If you do so, we will either confirm to you that the processing has stopped, or there is a valid reason for the processing to continue, we will inform you why. 

Your right to data portability
In certain circumstances, you have the right to request that your personal data be compiled into a common, machine readable format and either provided directly to you or sent by us to a third-party you nominate. 

If you request this, we will either act upon your instruction and confirm to you that we have done so, or if there is a valid reason that this cannot be done, we will tell you why. 

Your right to complain
If you are unhappy with how we have used your personal data or if you believe we have failed to fulfil your data rights, you have the right to complain to us, and can contact us to raise your concerns using the details shown in Section 9 of this Policy.

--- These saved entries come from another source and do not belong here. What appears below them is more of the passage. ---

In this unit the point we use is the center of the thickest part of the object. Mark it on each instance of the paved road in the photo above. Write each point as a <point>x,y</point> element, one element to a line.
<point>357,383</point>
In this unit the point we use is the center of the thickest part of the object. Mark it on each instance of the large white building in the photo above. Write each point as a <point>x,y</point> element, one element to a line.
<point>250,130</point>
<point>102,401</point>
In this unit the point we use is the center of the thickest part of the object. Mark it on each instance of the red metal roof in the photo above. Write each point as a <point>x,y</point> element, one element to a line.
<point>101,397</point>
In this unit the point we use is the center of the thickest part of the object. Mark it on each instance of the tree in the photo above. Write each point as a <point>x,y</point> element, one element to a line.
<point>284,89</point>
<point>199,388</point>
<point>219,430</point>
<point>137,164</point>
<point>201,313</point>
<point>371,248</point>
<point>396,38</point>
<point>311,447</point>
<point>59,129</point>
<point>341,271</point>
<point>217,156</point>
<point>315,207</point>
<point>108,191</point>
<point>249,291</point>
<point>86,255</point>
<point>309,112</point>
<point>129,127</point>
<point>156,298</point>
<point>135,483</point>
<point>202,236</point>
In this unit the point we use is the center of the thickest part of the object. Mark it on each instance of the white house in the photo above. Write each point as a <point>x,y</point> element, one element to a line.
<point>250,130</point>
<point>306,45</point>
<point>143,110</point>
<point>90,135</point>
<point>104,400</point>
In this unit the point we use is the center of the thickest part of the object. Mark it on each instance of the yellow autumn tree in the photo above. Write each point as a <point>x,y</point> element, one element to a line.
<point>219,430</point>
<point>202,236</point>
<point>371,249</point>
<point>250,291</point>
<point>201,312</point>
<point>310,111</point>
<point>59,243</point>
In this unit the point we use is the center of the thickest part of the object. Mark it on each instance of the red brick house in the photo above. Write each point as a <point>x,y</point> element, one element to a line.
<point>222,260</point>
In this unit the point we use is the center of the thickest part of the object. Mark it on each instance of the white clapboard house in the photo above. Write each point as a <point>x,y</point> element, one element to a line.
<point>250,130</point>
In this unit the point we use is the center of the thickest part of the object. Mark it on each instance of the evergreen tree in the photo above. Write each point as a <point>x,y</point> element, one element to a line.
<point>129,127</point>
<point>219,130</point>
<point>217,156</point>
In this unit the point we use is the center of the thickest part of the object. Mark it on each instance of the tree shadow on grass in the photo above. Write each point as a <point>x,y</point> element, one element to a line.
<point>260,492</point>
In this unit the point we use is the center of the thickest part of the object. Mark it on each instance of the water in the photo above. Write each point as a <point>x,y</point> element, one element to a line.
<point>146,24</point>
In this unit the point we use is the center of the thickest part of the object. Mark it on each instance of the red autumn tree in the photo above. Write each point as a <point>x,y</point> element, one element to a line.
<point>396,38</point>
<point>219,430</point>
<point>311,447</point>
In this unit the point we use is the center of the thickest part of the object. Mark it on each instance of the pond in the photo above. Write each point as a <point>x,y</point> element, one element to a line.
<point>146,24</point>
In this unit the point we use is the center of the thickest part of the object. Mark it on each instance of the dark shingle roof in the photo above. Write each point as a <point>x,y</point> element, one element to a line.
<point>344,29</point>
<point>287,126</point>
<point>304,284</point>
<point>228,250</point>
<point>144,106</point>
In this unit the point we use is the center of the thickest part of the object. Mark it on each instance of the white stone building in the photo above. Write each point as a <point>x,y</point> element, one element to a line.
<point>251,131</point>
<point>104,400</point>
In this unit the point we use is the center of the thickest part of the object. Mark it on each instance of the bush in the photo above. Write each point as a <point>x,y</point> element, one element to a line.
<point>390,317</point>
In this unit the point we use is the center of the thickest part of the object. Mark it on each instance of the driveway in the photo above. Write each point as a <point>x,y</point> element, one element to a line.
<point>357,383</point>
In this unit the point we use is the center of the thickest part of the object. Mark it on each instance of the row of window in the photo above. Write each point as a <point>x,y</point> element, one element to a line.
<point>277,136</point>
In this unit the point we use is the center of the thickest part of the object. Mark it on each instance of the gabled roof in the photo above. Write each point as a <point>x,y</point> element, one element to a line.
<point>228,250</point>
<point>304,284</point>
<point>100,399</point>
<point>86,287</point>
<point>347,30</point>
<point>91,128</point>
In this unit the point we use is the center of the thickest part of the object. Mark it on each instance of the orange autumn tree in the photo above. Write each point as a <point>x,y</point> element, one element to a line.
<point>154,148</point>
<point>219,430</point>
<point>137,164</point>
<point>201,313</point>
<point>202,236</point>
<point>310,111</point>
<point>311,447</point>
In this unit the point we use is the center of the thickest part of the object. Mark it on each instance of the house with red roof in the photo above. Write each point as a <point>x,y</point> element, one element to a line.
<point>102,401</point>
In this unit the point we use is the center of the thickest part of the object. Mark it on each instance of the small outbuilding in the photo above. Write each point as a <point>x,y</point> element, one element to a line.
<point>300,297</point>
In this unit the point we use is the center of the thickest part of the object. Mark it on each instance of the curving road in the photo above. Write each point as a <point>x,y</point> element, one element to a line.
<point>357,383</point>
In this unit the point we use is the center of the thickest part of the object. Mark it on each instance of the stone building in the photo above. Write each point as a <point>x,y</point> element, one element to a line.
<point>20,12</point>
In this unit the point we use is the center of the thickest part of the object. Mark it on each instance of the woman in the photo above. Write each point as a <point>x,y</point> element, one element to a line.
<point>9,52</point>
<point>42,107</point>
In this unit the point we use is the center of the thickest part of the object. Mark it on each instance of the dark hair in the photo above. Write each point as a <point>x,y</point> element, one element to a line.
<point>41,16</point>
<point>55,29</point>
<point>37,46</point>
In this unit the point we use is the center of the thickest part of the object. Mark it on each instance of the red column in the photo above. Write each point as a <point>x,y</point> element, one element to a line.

If you remain unhappy with our response you may raise a complaint with a supervisory authority responsible for data protection and privacy. 

In the UK, the supervisory authority is the Information Commissioner’s Office (ICO), who can be contacted using the following details: 

By e-mail:
By telephone: 0303 123 1113
By post: The Information Commissioner’s Office, Wycliffe House, Water Lane, Wilmslow, SK9 5AF. 

9. How you can contact us

We take data privacy seriously and your opinion matters to us. The primary point of contact for all issues arising from this Policy, including requests to exercise data subject rights, is our Data Protection Officer. 

The Howden Foundation’s Data Protection Officer is Andy Searle, who can be contacted in the following ways:

By e-mail:

By telephone: +44 (0) 7849 090309

By post: Data Protection Officer, The Howden Foundation, 1 Creechurch Place, London, EC3A 5AF.